It plans to supply 23 percent of the domestic energy mix from renewable sources by 2025 to decrease carbon emissions and wean the country off fossil fuels.
To achieve this goal, the National Energy Board (DEN) recently recommended the government include a Rp 1.2 trillion (US$89.2 million) renewable energy subsidy in next year’s revised state budget, a proposal previously rejected by the House of Representatives.
However, Energy and Mineral Resources Minister Ignasius Jonan has rejected the notion in favor of a full-scale review of the current feed-in tariffs for every renewable energy source, including geothermal.
“We do not need a subsidy.
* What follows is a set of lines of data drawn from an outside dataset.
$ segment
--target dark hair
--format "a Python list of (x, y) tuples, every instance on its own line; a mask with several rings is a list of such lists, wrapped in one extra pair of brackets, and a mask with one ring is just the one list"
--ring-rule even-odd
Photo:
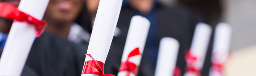
[(75, 22), (79, 24), (89, 33), (91, 33), (93, 29), (91, 27), (92, 21), (91, 17), (88, 12), (86, 3), (85, 2), (84, 3), (85, 3), (83, 7), (83, 9), (81, 13), (78, 15), (77, 18), (75, 20)]

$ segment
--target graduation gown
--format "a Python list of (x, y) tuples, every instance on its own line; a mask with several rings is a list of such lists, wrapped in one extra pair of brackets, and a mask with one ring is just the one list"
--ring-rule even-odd
[(81, 76), (87, 46), (44, 33), (35, 40), (22, 76)]
[[(200, 22), (201, 19), (182, 7), (168, 7), (161, 4), (157, 4), (155, 7), (155, 11), (157, 14), (156, 19), (158, 27), (157, 44), (161, 38), (166, 36), (173, 37), (179, 41), (180, 48), (176, 64), (183, 74), (186, 64), (185, 51), (190, 47), (195, 26)], [(117, 74), (130, 20), (133, 16), (137, 15), (135, 12), (129, 6), (124, 6), (121, 9), (117, 25), (120, 29), (121, 34), (113, 39), (105, 65), (105, 73)], [(149, 42), (146, 42), (139, 67), (139, 76), (154, 76), (156, 62), (152, 62), (151, 59), (149, 58), (148, 50), (150, 48), (147, 46), (150, 46), (147, 43)], [(156, 52), (153, 55), (155, 55), (156, 58), (157, 54)]]

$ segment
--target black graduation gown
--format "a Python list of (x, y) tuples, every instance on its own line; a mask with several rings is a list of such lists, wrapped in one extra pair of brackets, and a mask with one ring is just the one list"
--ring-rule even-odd
[(22, 76), (81, 76), (87, 46), (44, 33), (35, 40)]
[(40, 76), (81, 76), (87, 46), (43, 33), (35, 40), (26, 65)]
[[(156, 7), (158, 14), (156, 22), (158, 44), (161, 38), (166, 36), (173, 37), (179, 41), (180, 45), (176, 64), (183, 74), (186, 64), (184, 52), (190, 47), (195, 26), (200, 22), (200, 18), (186, 8), (181, 7), (168, 7), (161, 4)], [(130, 20), (136, 15), (135, 12), (129, 6), (122, 8), (117, 25), (121, 33), (113, 39), (105, 65), (105, 73), (117, 74)], [(148, 48), (145, 47), (139, 67), (139, 76), (154, 76), (156, 62), (150, 62), (147, 49)], [(158, 54), (155, 54), (157, 55)]]

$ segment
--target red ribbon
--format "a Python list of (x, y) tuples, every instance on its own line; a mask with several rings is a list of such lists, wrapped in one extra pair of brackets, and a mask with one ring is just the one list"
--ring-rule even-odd
[[(214, 53), (213, 54), (213, 59), (212, 60), (212, 68), (213, 70), (216, 71), (221, 74), (222, 74), (223, 69), (223, 65), (222, 64), (218, 62), (218, 59), (216, 58), (216, 53)], [(223, 55), (221, 56), (223, 56)]]
[(223, 65), (220, 64), (213, 63), (212, 68), (213, 70), (216, 71), (221, 74), (222, 74)]
[(130, 72), (132, 72), (134, 75), (137, 75), (138, 72), (138, 66), (128, 60), (132, 56), (140, 54), (139, 48), (136, 48), (131, 52), (128, 55), (127, 60), (121, 64), (119, 71), (126, 71), (126, 76), (130, 76)]
[(18, 9), (18, 7), (11, 4), (0, 2), (0, 17), (14, 20), (14, 22), (26, 21), (33, 24), (36, 30), (35, 35), (38, 37), (40, 36), (41, 32), (46, 26), (45, 21), (39, 20), (20, 11)]
[(98, 75), (99, 76), (115, 76), (109, 74), (104, 74), (104, 64), (101, 61), (96, 60), (89, 54), (85, 54), (85, 55), (90, 57), (93, 60), (85, 62), (82, 74), (90, 74)]
[(194, 73), (197, 76), (201, 76), (200, 70), (196, 69), (194, 65), (198, 58), (192, 54), (190, 51), (190, 49), (188, 49), (185, 52), (185, 59), (187, 64), (186, 71)]

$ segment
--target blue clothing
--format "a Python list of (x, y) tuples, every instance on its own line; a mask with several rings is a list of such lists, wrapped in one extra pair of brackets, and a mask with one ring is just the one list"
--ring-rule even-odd
[(2, 48), (3, 48), (4, 47), (8, 36), (8, 34), (5, 34), (0, 32), (0, 47)]
[[(156, 1), (156, 5), (158, 3)], [(156, 62), (157, 56), (156, 53), (158, 53), (159, 41), (158, 36), (158, 28), (157, 24), (157, 11), (155, 7), (150, 12), (146, 15), (142, 14), (139, 11), (137, 11), (136, 15), (140, 15), (146, 18), (150, 22), (151, 25), (148, 31), (148, 34), (145, 45), (145, 51), (150, 58), (150, 61), (152, 63)]]

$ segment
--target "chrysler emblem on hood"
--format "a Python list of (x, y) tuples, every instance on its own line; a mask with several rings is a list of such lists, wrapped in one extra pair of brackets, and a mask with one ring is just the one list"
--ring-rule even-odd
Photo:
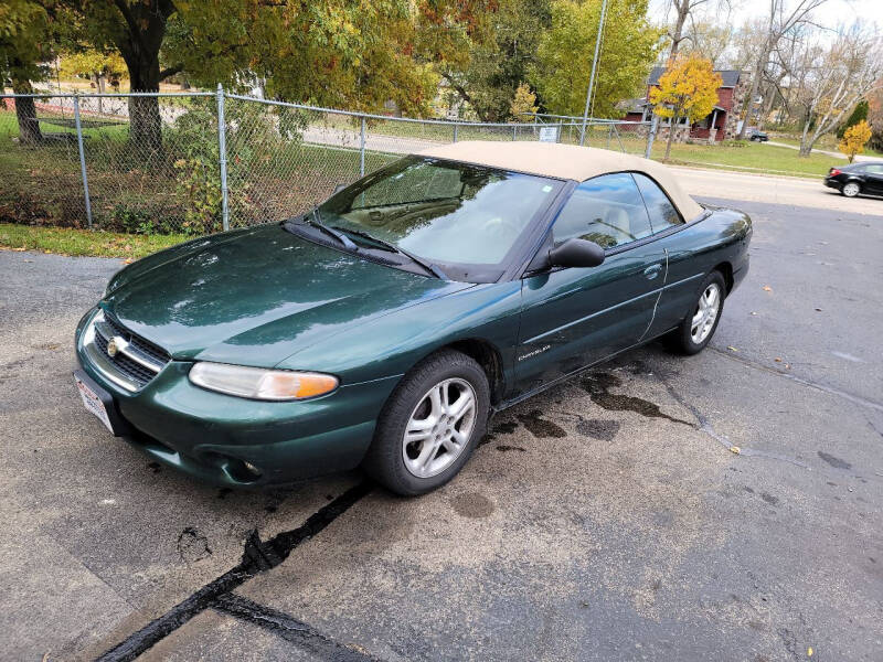
[(107, 341), (107, 353), (108, 353), (108, 354), (110, 355), (110, 357), (113, 359), (113, 357), (114, 357), (114, 356), (116, 356), (116, 355), (117, 355), (119, 352), (121, 352), (123, 350), (125, 350), (125, 349), (126, 349), (126, 345), (128, 345), (128, 344), (129, 344), (129, 343), (127, 343), (125, 339), (120, 338), (119, 335), (115, 335), (115, 337), (114, 337), (114, 338), (111, 338), (109, 341)]

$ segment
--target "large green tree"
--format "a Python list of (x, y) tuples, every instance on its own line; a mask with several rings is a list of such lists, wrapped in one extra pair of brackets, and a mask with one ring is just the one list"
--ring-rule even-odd
[[(157, 92), (183, 73), (206, 87), (263, 79), (280, 99), (362, 109), (392, 99), (419, 113), (435, 88), (429, 67), (412, 56), (424, 4), (409, 0), (41, 1), (75, 26), (73, 39), (118, 51), (132, 90)], [(159, 149), (157, 99), (132, 97), (129, 118), (132, 143)]]
[[(3, 0), (0, 4), (0, 87), (12, 86), (17, 94), (31, 94), (32, 81), (45, 77), (42, 62), (51, 56), (50, 22), (45, 10), (31, 0)], [(33, 98), (15, 99), (19, 140), (42, 139)]]
[[(613, 117), (640, 90), (656, 58), (661, 30), (647, 21), (648, 0), (608, 0), (592, 115)], [(545, 108), (583, 114), (602, 0), (552, 0), (552, 26), (540, 40), (534, 83)]]
[(479, 14), (475, 29), (462, 33), (459, 43), (438, 49), (443, 56), (436, 58), (436, 68), (479, 119), (506, 121), (551, 24), (550, 0), (500, 0), (475, 7), (474, 12)]

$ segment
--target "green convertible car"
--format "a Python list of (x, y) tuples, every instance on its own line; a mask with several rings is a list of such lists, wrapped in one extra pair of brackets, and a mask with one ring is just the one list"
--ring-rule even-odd
[(77, 327), (74, 377), (111, 434), (190, 474), (361, 466), (418, 494), (494, 412), (661, 335), (702, 350), (751, 235), (651, 161), (440, 146), (300, 217), (124, 268)]

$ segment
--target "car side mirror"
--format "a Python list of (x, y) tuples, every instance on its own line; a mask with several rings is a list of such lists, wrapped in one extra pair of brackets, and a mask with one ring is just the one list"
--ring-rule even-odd
[(595, 242), (573, 238), (549, 252), (549, 264), (553, 267), (597, 267), (604, 257), (604, 248)]

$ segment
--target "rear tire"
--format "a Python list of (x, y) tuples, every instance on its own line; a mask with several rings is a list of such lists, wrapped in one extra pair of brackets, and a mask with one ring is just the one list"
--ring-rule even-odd
[(667, 337), (669, 346), (688, 356), (704, 350), (717, 330), (717, 323), (724, 311), (724, 297), (726, 297), (726, 282), (723, 274), (712, 271), (702, 281), (689, 314)]
[(377, 417), (362, 468), (403, 495), (440, 488), (469, 460), (485, 436), (490, 386), (481, 366), (442, 350), (405, 375)]

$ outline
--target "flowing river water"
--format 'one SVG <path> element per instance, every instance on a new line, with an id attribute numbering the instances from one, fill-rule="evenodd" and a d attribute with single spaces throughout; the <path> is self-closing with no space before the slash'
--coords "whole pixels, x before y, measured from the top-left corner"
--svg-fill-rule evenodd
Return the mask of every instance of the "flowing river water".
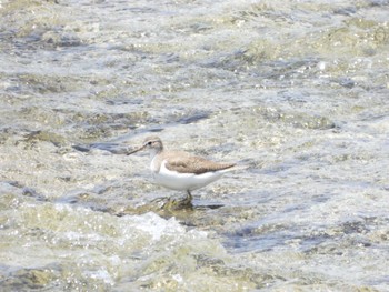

We will just have to have more competitive prices, which have not been so due to a lack of efficiency,” he told reporters on the sidelines of a seminar on renewable energy Wednesday.
Jonan pointed out that price competitiveness was the key to renewable energy sources challenging fossil fuel, and that the government therefore fully supported efforts to make them more affordable.
Although Indonesia has an estimated 300 gigawatt (GW) in potential clean energy resources, attempts to develop them have been snail-paced.
Ministry data shows that by October, only 8.8 GW of electricity, equal to 2.1 million tons of oil equivalent, were procured from new and renewable energy sources.
Slow progress is mainly caused by the high cost of green energy and experts have claimed that state-owned electricity company PLN is part of the problem because as the country’s sole off-taker it is reluctant to generate power from renewable energy sources.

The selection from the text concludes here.